Interesting results were obtained with analyses stratifying for BMI, including increased incidence of stroke with highest ASB consumption among the obese and increased risk of all-cause mortality with highest ASB consumption in people with normal weight or overweight. It might be that frequent ASB consumers have started this habit as the result of diabetes mellitus or CVD, or that ASB consumption leads to weight gain as a mediating pathway, indicating reverse causality of the increased risk for frequent ASB consumers.

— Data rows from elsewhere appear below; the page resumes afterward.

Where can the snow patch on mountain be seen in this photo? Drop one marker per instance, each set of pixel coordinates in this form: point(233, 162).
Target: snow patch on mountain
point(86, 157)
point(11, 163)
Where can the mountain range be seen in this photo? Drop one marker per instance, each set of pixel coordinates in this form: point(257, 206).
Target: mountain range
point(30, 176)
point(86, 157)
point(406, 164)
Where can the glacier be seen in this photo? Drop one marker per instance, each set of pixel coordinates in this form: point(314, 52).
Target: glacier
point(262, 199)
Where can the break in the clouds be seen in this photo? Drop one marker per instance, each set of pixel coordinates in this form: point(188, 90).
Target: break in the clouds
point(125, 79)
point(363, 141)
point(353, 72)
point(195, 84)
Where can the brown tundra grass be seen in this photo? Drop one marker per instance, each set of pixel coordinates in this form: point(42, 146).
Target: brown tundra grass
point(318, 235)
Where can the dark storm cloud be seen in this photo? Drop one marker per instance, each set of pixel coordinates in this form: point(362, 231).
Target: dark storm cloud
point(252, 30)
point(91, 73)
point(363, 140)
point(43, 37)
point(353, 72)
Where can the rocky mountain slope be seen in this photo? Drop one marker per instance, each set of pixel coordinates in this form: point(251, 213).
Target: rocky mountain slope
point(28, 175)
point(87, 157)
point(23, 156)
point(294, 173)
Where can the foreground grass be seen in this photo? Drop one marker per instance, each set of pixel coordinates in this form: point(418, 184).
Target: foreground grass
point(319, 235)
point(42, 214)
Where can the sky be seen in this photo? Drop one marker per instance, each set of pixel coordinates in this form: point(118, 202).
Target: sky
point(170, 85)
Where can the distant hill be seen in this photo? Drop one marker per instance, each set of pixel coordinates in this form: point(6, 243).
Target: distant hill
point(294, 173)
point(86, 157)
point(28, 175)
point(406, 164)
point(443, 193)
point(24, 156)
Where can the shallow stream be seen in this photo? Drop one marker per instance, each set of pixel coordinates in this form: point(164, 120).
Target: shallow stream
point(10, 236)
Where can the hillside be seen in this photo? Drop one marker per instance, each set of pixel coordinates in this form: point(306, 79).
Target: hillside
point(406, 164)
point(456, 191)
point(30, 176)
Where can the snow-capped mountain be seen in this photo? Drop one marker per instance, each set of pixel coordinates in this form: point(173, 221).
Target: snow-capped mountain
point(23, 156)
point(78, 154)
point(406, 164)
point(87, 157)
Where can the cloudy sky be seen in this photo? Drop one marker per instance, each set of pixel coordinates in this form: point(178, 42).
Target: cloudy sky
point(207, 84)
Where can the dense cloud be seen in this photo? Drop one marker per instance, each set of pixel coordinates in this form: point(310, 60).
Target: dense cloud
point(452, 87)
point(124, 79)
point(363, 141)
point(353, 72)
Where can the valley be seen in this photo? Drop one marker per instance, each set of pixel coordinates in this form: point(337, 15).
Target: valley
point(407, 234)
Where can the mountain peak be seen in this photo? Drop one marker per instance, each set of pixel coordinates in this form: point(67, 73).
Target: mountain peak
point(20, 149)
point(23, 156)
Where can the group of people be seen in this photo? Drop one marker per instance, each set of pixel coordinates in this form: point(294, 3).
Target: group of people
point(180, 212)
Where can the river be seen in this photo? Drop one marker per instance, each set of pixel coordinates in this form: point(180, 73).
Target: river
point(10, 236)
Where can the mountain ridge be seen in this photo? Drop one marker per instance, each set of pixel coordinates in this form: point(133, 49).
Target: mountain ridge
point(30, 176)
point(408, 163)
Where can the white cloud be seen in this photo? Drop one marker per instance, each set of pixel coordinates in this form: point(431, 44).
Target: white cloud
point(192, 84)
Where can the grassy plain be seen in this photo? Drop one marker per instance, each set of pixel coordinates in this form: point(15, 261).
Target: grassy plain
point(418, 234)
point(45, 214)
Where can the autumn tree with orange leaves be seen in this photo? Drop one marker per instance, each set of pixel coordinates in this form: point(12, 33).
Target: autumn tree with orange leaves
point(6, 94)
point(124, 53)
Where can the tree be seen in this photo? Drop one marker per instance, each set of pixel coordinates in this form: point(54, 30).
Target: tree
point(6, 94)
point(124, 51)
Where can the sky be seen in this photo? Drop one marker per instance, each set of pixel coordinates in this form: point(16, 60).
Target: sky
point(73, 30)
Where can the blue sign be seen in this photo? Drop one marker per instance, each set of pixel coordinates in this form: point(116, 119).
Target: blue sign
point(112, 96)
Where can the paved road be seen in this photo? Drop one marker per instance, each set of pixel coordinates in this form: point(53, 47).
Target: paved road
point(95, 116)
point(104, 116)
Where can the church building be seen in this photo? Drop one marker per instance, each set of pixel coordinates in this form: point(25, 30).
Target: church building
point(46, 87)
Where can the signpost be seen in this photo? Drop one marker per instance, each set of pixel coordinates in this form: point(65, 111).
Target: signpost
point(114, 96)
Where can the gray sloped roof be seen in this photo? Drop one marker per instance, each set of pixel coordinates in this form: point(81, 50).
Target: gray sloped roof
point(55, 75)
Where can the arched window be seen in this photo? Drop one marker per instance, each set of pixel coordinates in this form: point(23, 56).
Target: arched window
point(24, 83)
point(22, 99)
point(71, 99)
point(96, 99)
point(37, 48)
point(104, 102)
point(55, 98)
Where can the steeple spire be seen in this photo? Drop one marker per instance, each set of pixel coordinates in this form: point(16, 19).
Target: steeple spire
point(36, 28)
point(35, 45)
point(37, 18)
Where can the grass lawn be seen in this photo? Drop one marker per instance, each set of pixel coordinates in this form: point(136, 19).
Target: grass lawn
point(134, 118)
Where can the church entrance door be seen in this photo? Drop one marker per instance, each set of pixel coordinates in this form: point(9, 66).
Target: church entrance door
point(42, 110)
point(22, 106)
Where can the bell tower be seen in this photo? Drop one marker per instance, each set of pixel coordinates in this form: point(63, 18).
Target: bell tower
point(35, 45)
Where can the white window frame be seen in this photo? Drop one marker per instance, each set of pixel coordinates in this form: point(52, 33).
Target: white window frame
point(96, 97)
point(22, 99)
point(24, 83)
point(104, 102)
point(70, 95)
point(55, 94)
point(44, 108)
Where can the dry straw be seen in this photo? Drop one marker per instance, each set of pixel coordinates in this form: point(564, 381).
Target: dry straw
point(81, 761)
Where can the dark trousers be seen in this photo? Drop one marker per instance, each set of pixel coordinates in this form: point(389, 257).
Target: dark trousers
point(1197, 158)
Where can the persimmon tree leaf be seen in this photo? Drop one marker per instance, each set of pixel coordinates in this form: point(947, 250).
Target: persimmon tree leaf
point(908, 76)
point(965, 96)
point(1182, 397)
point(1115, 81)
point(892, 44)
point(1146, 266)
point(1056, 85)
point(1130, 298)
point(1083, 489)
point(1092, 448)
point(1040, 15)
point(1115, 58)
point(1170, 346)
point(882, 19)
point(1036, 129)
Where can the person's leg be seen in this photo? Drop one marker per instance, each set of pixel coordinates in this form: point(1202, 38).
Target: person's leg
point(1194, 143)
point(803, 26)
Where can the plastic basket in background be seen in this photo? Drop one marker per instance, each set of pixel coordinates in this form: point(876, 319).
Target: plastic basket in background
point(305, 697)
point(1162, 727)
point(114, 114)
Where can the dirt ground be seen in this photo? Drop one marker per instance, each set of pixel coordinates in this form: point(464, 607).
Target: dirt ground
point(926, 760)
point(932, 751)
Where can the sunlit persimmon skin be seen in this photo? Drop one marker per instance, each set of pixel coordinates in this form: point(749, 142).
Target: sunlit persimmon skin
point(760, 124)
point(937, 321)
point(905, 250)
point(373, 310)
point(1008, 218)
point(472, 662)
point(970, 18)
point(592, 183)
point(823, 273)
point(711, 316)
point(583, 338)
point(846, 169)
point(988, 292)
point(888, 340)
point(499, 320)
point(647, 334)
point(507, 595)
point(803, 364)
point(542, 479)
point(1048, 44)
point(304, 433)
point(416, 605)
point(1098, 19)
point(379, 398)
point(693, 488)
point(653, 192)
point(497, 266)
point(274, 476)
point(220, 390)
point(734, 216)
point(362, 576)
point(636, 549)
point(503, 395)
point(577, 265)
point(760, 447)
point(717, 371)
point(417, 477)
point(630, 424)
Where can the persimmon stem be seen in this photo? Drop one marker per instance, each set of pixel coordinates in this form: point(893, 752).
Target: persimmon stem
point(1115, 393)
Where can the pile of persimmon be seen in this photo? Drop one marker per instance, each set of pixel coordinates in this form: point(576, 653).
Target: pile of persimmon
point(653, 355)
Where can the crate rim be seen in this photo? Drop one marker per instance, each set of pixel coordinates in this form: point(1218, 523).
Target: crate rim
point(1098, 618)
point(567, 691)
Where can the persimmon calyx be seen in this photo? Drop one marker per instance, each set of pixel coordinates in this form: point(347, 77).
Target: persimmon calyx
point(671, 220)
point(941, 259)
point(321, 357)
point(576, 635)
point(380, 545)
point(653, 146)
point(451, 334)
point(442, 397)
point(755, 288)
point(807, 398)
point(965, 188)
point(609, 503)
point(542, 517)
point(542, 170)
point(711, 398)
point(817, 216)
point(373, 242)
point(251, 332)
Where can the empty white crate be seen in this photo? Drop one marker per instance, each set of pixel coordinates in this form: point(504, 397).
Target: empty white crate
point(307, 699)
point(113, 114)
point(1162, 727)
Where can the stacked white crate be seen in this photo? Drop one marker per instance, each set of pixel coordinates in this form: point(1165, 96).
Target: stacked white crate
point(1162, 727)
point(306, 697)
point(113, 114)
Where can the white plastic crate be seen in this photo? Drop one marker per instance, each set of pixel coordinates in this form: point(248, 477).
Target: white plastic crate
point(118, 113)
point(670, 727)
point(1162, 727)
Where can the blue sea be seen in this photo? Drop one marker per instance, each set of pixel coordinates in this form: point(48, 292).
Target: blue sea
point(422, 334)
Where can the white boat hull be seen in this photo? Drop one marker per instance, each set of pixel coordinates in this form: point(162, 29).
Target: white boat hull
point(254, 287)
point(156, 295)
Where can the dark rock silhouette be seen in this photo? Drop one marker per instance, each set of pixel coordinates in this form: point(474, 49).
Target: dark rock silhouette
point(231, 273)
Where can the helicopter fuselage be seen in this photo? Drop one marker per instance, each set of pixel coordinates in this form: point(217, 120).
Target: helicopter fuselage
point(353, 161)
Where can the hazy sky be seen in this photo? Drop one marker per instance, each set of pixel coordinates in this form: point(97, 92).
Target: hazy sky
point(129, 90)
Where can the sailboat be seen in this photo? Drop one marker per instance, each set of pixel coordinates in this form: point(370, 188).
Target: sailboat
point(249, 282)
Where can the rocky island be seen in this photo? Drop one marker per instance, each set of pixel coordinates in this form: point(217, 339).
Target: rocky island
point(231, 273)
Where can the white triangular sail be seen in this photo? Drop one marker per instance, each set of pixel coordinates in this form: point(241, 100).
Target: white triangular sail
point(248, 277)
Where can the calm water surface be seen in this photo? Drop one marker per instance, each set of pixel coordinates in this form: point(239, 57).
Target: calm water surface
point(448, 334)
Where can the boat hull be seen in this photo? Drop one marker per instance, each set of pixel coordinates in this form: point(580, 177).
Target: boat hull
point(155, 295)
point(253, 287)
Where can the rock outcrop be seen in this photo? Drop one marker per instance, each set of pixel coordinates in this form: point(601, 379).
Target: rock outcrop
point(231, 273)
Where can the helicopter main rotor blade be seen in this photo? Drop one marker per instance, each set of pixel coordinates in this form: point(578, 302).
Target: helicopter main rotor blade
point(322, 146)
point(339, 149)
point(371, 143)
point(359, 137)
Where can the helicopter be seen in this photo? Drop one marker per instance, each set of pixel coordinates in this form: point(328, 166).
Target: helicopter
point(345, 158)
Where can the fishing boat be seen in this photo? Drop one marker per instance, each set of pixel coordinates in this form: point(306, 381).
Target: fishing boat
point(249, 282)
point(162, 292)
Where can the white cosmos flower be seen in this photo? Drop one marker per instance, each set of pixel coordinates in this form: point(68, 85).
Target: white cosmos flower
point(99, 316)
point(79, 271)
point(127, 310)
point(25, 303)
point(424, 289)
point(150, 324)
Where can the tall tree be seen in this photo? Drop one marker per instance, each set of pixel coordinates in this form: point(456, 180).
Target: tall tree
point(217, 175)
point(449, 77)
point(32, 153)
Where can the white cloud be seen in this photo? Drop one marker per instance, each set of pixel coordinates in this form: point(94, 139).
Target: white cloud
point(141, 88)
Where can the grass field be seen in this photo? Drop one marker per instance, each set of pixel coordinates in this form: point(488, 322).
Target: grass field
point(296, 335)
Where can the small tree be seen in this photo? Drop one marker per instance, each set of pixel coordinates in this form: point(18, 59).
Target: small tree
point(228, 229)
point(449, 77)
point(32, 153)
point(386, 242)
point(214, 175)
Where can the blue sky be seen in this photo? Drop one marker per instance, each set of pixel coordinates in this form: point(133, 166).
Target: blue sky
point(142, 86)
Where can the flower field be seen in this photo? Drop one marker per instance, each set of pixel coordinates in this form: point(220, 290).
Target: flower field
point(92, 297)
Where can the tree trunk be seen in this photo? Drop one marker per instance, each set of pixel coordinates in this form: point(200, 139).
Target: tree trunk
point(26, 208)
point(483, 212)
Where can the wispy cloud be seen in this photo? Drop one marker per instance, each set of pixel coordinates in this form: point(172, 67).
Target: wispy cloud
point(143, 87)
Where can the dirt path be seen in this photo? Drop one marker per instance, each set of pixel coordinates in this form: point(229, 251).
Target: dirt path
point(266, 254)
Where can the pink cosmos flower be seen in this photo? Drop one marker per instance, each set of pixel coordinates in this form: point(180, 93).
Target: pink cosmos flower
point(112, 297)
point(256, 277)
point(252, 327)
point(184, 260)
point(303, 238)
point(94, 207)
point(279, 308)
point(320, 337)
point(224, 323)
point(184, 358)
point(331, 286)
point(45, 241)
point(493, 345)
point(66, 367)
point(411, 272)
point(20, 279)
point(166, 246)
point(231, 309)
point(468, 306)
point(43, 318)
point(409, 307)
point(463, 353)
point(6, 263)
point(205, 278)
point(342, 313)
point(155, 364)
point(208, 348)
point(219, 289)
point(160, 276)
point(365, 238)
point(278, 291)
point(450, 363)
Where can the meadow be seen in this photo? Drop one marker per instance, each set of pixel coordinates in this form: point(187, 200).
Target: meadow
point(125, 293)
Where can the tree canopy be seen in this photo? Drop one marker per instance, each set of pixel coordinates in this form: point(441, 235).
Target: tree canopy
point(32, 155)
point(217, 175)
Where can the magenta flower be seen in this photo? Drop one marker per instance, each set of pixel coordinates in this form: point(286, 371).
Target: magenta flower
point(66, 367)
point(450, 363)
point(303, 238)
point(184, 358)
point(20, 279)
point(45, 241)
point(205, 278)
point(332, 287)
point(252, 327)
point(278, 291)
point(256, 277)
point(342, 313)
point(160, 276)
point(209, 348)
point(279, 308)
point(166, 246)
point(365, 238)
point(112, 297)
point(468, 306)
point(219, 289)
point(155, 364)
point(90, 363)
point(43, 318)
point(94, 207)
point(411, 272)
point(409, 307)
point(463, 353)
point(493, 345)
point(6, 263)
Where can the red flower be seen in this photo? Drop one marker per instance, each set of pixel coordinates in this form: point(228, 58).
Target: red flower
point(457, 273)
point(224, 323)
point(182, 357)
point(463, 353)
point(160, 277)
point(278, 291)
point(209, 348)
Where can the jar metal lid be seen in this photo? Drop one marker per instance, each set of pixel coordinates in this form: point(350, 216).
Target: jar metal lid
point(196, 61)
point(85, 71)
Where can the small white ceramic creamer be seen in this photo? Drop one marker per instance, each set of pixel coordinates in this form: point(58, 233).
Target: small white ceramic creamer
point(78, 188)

Limitations of the current study that are stressed by the authors are: the lack of repeated ASB evaluations, and assessment of data on ASB consumption history and weight fluctuations. Since ‘a single assessment of ASB consumption may not always reflect long-term exposure’, long-term prospective epidemiological studies with repeated dietary assessment are needed to elucidate this bias, characterize individual soda consumption trends in a population, and relate these to patterns of metabolic risk factors and incident vascular events.

Gardener and Elkin conclude that ASB consumption is high and ‘until we have more evidence to better understand who, if anyone, benefits from consumption of ASB, we should emphasize water as the healthiest substitute for SSBs. If ASB consumption is used to wean off SSBs, it should be viewed as a time-limited intermediate in the transition to water and other healthier beverages.’